凄絶な痛みが一瞬だけ走り、すぐに意識が遠のいていく。
短剣が手から滑り落ち、チャリン、と冷たい音を立てて泥の上に転がった。
龐涓の身体が、ゆっくりと斜面に崩れ落ちる。
彼の瞳は、暗い夜空を見上げたまま、静かにその光を失っていった。
その顔には、死の恐怖も、嫉妬の苦悶も刻まれていない。ただ、すべての重荷から解放され、どこか安堵したような、ひどく穏やかな表情だけが残されていた。
「――いたぞ!! あそこだ!!」
松明の明かりを持った斉の兵士たちが、ついにその窪地へと辿り着いた。
彼らが見たものは、泥と血に塗れ、自らの首を掻き切って絶命している、魏の大将軍の無惨な姿であった。
「……死んでいる。自刃したようだ」
兵士の一人が恐る恐る近づき、脈を確認して首を横に振った。
天下にその名を轟かせ、中原を恐怖のどん底に陥れた無敗の将軍・龐涓。
彼の泥臭く、しかし誰よりも激しく燃え上がった野心の炎は、冷たい馬陵の谷底で、誰にも看取られることなく、ただ一人で静かに消え去ったのである。

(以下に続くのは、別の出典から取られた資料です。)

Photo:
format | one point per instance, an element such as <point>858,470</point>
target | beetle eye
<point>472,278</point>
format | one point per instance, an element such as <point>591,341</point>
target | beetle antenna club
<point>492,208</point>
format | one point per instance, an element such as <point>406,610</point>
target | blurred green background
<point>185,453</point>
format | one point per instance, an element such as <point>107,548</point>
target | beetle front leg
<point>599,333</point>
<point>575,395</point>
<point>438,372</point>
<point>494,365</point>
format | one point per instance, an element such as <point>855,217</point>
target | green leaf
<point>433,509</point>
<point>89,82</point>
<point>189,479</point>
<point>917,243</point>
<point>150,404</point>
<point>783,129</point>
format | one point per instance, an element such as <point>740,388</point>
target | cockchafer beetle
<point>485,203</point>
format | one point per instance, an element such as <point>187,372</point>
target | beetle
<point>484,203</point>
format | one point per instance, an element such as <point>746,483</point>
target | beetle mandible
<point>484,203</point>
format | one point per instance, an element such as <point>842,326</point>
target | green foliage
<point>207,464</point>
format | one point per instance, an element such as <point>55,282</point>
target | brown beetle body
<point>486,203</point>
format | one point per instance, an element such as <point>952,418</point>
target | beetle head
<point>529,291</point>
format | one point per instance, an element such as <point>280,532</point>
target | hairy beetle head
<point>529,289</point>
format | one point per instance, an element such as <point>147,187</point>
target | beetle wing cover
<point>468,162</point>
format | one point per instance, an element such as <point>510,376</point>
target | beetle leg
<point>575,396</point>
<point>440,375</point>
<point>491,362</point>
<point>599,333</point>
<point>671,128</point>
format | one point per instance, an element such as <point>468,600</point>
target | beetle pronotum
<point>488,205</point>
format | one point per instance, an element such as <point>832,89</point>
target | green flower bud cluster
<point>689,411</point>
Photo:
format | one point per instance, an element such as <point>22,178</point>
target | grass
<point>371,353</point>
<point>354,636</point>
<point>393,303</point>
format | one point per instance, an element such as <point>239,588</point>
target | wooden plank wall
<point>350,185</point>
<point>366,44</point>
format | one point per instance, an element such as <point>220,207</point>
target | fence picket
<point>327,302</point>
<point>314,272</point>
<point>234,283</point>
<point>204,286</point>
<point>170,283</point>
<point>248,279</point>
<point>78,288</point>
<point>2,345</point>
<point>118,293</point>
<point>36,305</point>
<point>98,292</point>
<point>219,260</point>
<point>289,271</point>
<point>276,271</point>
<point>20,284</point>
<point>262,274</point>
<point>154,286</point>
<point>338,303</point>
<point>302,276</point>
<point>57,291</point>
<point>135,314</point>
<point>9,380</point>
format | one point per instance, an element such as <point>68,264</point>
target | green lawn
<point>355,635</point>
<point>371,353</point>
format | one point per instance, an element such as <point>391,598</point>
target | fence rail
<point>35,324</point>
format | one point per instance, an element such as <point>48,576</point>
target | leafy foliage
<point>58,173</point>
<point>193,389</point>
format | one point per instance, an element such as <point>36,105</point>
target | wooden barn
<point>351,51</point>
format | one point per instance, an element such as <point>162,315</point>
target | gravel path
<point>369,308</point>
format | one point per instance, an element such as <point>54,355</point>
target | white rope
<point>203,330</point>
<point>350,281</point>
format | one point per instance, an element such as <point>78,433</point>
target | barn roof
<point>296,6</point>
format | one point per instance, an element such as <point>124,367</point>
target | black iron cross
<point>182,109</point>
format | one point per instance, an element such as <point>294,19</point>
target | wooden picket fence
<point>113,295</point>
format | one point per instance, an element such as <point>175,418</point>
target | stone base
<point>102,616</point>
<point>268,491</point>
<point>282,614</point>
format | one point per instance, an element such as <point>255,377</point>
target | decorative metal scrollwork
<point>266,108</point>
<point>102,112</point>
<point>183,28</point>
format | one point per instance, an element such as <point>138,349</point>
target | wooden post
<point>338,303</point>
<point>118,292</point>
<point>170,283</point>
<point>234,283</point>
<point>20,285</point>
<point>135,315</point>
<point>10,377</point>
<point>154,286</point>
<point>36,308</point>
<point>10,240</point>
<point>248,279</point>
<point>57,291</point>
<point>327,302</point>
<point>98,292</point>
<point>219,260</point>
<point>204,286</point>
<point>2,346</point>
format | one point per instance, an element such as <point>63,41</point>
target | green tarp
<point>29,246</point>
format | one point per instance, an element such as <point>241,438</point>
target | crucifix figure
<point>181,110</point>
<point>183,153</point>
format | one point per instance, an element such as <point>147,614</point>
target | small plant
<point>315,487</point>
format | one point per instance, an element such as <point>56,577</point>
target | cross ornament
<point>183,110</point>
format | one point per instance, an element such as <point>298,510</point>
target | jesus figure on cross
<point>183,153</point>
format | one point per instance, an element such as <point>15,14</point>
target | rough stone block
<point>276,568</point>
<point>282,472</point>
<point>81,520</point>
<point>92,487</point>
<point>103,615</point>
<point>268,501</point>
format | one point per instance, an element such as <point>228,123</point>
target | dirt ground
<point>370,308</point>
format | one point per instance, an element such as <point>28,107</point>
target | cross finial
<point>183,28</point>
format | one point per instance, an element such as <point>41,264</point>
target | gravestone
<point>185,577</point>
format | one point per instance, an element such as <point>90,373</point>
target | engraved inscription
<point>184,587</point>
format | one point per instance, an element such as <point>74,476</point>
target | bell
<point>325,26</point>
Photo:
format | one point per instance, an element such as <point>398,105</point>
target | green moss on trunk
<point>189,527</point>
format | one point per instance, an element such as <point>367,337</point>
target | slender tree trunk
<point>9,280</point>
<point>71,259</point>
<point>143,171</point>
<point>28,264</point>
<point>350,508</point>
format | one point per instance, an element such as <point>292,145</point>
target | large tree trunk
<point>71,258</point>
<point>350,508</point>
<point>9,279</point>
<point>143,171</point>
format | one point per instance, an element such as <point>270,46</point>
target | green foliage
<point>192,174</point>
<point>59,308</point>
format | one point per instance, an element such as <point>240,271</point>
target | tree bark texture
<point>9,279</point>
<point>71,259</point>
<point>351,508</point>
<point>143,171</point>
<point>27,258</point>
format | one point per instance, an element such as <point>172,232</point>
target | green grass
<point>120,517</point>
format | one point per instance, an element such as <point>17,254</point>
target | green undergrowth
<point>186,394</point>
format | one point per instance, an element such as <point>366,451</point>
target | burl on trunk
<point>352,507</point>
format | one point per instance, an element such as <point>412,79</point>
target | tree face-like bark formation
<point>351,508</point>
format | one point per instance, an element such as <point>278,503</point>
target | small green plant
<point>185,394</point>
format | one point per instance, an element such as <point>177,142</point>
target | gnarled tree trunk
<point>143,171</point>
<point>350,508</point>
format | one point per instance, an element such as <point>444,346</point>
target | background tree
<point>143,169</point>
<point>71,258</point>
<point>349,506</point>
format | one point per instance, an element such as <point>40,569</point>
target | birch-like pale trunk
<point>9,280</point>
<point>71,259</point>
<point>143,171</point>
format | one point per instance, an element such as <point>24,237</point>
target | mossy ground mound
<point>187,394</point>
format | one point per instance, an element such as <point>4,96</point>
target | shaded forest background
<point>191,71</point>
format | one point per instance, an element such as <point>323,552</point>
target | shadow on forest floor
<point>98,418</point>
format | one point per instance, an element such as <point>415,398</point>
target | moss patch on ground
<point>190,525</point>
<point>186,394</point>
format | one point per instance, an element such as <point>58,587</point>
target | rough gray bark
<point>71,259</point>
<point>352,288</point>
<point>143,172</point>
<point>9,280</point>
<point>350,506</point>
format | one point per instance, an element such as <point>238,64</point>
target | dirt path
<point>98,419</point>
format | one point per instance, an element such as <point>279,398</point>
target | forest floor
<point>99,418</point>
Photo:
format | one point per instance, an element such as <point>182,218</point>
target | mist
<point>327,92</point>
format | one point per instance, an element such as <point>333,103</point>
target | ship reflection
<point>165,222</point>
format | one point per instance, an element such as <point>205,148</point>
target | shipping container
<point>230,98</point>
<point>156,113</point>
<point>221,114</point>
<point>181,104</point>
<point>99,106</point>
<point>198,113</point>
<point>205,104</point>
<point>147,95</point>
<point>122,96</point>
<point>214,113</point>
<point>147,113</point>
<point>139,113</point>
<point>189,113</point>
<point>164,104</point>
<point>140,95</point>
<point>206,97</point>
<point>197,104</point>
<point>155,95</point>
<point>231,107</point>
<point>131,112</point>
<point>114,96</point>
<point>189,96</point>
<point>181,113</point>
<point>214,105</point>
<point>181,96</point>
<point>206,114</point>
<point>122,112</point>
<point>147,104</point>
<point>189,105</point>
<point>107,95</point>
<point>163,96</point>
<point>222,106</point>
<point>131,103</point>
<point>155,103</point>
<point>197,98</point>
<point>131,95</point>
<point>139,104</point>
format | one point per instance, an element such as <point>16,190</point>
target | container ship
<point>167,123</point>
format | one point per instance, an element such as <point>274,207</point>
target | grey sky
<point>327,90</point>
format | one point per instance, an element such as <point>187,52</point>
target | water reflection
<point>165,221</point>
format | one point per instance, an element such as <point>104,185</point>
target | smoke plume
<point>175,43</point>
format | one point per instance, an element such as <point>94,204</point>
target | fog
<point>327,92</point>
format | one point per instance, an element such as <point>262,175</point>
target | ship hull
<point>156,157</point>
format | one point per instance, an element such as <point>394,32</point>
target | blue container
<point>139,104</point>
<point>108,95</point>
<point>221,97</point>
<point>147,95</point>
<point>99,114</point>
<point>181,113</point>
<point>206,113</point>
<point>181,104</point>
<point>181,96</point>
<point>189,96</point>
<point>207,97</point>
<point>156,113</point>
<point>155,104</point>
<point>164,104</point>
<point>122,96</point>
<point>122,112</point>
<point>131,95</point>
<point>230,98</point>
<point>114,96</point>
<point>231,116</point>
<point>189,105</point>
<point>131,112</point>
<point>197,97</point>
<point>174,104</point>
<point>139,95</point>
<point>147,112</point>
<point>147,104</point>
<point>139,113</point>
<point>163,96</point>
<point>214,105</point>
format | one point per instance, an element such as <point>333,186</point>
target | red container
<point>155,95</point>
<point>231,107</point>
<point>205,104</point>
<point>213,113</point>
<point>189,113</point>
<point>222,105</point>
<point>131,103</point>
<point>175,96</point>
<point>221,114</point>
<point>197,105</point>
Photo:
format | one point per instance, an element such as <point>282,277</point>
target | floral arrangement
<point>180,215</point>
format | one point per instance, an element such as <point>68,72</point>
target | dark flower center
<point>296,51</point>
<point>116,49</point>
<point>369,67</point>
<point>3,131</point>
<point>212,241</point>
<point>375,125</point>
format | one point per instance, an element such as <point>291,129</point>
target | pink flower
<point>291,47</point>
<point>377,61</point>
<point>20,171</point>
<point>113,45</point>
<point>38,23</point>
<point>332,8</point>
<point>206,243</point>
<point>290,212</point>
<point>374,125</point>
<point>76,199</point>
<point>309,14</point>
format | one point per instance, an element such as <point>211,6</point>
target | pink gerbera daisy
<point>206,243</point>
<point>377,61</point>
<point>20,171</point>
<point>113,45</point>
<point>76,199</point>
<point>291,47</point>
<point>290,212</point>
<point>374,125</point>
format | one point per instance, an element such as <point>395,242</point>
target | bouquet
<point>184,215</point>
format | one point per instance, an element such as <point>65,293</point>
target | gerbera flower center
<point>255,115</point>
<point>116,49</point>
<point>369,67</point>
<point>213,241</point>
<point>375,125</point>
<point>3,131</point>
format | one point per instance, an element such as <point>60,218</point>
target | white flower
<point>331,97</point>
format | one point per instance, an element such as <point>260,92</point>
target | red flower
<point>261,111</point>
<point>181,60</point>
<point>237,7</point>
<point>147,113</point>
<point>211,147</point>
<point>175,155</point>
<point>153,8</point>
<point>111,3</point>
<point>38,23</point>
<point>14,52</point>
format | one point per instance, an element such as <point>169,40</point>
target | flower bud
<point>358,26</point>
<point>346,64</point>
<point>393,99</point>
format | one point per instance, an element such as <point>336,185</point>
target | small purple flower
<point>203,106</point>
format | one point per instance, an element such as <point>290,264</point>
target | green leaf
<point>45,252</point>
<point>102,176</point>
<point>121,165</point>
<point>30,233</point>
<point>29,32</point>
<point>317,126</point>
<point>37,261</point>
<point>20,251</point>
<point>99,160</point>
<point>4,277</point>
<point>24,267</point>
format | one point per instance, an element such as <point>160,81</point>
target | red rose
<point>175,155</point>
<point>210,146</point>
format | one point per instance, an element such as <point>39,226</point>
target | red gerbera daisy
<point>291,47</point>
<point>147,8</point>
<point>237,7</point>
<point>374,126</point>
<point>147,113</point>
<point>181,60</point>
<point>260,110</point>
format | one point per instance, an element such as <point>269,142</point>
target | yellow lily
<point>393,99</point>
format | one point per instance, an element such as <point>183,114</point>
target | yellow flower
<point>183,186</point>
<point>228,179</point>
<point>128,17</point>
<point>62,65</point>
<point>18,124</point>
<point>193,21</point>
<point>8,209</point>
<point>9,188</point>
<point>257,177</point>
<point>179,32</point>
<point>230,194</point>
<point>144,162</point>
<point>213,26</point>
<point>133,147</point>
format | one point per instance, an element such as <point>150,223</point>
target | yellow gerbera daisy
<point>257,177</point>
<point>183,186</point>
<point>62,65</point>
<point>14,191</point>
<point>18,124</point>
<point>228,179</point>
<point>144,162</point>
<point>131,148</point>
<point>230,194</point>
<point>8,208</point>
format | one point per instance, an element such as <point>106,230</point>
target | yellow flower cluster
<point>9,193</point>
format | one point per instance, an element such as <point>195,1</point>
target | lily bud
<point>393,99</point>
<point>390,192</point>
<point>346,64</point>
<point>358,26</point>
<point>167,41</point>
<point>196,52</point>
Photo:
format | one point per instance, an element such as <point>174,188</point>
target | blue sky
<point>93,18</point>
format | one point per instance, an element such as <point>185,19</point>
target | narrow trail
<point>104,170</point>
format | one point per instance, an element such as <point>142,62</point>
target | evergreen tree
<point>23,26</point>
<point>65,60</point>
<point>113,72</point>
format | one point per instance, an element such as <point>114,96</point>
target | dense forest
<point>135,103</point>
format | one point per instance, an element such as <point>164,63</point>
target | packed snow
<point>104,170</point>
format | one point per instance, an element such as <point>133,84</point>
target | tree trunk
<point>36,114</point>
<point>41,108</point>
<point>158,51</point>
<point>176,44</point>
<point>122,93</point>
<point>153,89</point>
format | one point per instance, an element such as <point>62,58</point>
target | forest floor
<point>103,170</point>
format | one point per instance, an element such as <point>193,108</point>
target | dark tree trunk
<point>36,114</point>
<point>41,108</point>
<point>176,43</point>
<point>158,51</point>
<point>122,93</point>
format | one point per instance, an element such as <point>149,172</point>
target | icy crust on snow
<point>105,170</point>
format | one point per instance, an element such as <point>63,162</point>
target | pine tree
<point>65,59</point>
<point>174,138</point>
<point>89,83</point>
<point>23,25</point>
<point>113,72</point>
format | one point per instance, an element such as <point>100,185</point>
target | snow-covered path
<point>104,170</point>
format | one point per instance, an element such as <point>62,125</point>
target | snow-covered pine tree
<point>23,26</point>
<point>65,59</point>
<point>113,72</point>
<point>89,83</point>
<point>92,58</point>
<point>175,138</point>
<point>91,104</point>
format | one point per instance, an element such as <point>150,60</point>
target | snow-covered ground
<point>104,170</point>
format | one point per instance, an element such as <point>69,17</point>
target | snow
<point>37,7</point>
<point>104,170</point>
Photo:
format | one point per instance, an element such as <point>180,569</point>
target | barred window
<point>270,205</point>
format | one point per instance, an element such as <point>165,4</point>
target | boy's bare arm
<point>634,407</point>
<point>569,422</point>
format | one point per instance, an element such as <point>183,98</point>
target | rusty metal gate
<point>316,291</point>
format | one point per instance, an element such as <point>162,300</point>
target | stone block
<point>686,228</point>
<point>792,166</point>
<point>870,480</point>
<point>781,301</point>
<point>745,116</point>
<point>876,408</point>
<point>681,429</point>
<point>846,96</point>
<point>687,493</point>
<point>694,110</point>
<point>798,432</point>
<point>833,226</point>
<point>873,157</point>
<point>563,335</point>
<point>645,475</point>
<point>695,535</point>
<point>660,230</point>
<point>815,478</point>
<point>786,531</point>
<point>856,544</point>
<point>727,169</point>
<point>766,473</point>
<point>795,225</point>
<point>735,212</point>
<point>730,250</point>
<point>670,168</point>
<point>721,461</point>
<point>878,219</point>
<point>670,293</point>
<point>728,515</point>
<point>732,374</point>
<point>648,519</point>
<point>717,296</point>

周囲の森は、彼の死を嘲笑うことも、悼むこともなく、ただ永遠の静寂を保っていた。
それは、神代から人理へと時代が移り変わる中、自らの業に食い破られた一個の人間が辿った、あまりにも小さく、儚い結末であった。
そして、この悲劇的な最期を、概念の糸を通じて『観測』していた車椅子の怪物が、これからどのような絶望の淵に立たされることになるのか。
それを知る者は、歴史の裏側に座するあの冷徹なる調律者(鬼谷子)を除いて、誰もいなかった。